Sunday, February 2, 2020

A Short Look Inside An IMSS Hospital

It's taken weeks to get over the virus I had.  We are both still existing with a mild cough on occasions.  It comes and goes.  Some people are reporting four to six weeks of cough after the end of the cold virus.  

IMSS 33 Monterrey

Yesterday we went to an IMSS hospital to visit a friend who is in pretty bad shape.  Diabetes, kidney failure, deep depression, and probably not going to make it.   His kids are all there taking shifts staying at the hospital.  He needs a catheter put in to help cleanse his kidneys but they have to wait until Tuesday.  No surgeries scheduled on weekends at this hospital.  Sad, isn't it?  But that is socialized medicine in Mexico.  

This particular hospital is located in downtown Monterrey and when we were there five years ago it was a dump.  With a new director, it has undergone some modifications and clean up.  There is still so much bureaucracy that some people would think it's still a dump.  Little things like extremely dirty windows, tape residue on the walls, windows and glass doors where notices were hung but never thoroughly cleaned, areas requiring simple paint touch-ups, etc.    

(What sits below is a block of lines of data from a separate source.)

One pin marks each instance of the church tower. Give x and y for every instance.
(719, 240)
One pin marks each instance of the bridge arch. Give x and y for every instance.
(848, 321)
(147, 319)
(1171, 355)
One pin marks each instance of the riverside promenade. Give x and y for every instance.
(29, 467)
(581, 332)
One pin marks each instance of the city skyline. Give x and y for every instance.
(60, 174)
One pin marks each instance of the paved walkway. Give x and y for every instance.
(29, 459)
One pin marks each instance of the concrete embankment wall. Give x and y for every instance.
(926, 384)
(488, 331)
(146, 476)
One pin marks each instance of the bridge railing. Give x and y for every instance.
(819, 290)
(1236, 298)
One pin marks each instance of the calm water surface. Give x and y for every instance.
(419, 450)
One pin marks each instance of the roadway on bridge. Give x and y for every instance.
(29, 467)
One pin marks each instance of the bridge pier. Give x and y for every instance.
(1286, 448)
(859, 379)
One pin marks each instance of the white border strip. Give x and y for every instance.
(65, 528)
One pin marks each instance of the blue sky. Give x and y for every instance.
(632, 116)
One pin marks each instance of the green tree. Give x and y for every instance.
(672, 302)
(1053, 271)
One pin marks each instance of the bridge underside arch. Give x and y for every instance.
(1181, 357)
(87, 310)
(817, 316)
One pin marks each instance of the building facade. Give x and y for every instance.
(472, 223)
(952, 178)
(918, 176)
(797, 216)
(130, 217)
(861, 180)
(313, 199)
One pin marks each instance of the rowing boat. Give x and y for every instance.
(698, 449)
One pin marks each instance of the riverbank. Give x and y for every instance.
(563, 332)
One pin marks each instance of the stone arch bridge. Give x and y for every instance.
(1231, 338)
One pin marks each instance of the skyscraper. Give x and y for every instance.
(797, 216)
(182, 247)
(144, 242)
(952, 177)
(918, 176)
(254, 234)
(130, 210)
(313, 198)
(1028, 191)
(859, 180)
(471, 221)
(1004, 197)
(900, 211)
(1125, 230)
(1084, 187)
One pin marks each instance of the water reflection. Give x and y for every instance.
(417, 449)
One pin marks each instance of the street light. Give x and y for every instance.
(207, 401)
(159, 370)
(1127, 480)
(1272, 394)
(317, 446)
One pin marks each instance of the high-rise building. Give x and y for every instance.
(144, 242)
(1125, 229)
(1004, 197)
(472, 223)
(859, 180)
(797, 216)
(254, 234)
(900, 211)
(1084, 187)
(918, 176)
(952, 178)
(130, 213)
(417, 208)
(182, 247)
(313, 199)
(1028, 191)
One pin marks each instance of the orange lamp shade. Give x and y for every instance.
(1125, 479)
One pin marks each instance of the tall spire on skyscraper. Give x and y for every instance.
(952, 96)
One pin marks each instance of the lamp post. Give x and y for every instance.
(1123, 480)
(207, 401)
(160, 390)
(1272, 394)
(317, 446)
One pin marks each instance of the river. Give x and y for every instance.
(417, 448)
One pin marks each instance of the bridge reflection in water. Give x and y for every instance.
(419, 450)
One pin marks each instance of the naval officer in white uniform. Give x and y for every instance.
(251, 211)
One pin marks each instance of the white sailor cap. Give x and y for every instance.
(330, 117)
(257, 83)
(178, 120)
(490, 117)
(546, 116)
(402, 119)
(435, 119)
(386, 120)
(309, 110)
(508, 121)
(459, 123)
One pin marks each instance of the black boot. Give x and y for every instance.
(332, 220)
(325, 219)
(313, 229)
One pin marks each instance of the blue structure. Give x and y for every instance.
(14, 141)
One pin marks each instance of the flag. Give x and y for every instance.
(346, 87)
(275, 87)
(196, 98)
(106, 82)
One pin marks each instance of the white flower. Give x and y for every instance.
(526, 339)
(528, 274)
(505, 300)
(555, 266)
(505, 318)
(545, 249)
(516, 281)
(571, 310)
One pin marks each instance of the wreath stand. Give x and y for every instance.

I didn't take a picture inside the room.  There are three other patients and the room is clean and has its own bathroom.   Our friend has all the latest technology including a defibrillator, monitors, oxygen and constant visits from staff with medications, meals, and checkups.  

This is the area for doctors' visits for those that were or will be admitted to the hospital.  It's quiet on the weekend as outpatient care goes to local clinics.

Only so many visitors are allowed at any bed.  You need to have a pass and after your visit, you come back here to the waiting room and give the pass to the next friend or relative.

You'll find signs like these all over the hospital reminding visitors to keep their hands washed with soap and water or using gel.  The bathrooms in the waiting area are in good condition and clean.

There are security cameras throughout the hospital so I was a bit uncomfortable taking pictures but did capture this orderly taking a patient back to his room after x-rays. 

I'm still not sure I would want to be a patient there, but until I'm 65 and have Medicare, there really isn't much choice unless I am willing to pay out of pocket.  I will do that with my angiogram later this month.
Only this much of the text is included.